Compartimos este comunicado de la Amigos de la Tierra América Latina y el Caribe ATALC en solidaridad con el pueblo Haití – A 21 de julio del 2021

Amigos de la Tierra América Latina y el Caribe (ATALC) se solidariza con el pueblo haitiano, ante la violencia, inestabilidad e incertidumbre social ocurrida en las últimas décadas y acrecentadas con los riesgos de intervención extranjera generados por el asesinato del presidente Jovenel Moïse, quien se había mantenido en el poder de una manera violenta e ilegal ya que su mandato constitucional finalizo en el pasado 7 de febrero 2021.

Desde hace meses, Haití vive una espiral de violencia que busca frenar y reprimir las luchas populares que se han mantenido de forma permanente y pacífica durante los últimos 4 años. Según organizaciones locales y organismos internacionales:

• La organización de derechos humanos haitiana Défenseurs Plus afirma que se registraron más de 1.000 secuestros en todo el 2020.
• La Red Nacional de DDHH de Haití (RNDDH) denuncia 12 masacres.
• Más de 150 personas fueron asesinadas y otras 200 secuestradas entre el 1 y el 30 de junio pasado en la zona metropolitana de Puerto Príncipe, reveló un informe reciente del Centro de Análisis e Investigación en Derechos Humanos (CARDH).
• Se han identificado más de 76 grupos armados y 500.000 armas ilegales denunciadas por la CNDDR, Comisión Nacional de desarme, desmantelamiento y reitengración.
• Cálculos de Unicef y de la Oficina de Naciones Unidas para la Coordinación de Asuntos Humanitarios (OCHA) estiman 10.000 personas desplazadas por enfrentamientos. Según la organización Noupapadomi, 214 niños han quedado huérfanos por masacres en barrios populares.

A estas cifras se sumaron recientemente 17 nuevos asesinatos en el distrito de Delmas 32, entre las víctimas se incluyen periodistas y líderes sociales.

Con el deterioro de la situación sociopolítica, los grupos más vulnerables tendrán dificultades para satisfacer sus necesidades básicas, con el riesgo de enfrentar una crisis mayor a la ya generada por las sucesivas crisis y la pandemia. Actualmente Haití es el único país de la región donde no hay programa de vacunación contra el COVID 19.
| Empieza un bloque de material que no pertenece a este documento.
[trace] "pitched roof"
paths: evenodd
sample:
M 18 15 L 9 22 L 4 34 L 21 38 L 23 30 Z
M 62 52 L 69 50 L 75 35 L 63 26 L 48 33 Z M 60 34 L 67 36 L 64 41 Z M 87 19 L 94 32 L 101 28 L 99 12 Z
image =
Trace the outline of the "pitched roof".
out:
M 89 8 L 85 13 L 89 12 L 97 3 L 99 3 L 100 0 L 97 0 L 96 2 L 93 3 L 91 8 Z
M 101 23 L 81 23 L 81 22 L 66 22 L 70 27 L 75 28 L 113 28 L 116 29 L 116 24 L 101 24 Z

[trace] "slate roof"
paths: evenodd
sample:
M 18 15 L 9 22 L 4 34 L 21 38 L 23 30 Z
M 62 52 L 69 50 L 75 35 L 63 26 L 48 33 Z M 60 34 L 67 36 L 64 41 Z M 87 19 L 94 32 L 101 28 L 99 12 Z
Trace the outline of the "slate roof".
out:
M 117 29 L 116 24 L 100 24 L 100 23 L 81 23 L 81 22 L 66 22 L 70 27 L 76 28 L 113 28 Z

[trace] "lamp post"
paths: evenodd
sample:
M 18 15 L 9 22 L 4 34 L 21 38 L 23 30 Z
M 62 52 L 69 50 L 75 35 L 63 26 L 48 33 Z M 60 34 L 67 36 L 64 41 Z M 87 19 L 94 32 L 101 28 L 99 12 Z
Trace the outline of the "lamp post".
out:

Los sectores progresistas y populares haitianos denunciaron hace mucho el riesgo latente de una nueva ocupación militar avalada por organismos internacionales. Asimismo reclaman organizar un período de transición de por lo menos dos años que permita restaurar la legalidad constitucional, reorganizar el sistema electoral y responder a la masificación de la pobreza y el grave deterioro de las condiciones de vida de la población, salir del neoliberalismo y definir un nuevo pacto nacional de desarrollo que sea el resultado de un amplio proceso de concertación.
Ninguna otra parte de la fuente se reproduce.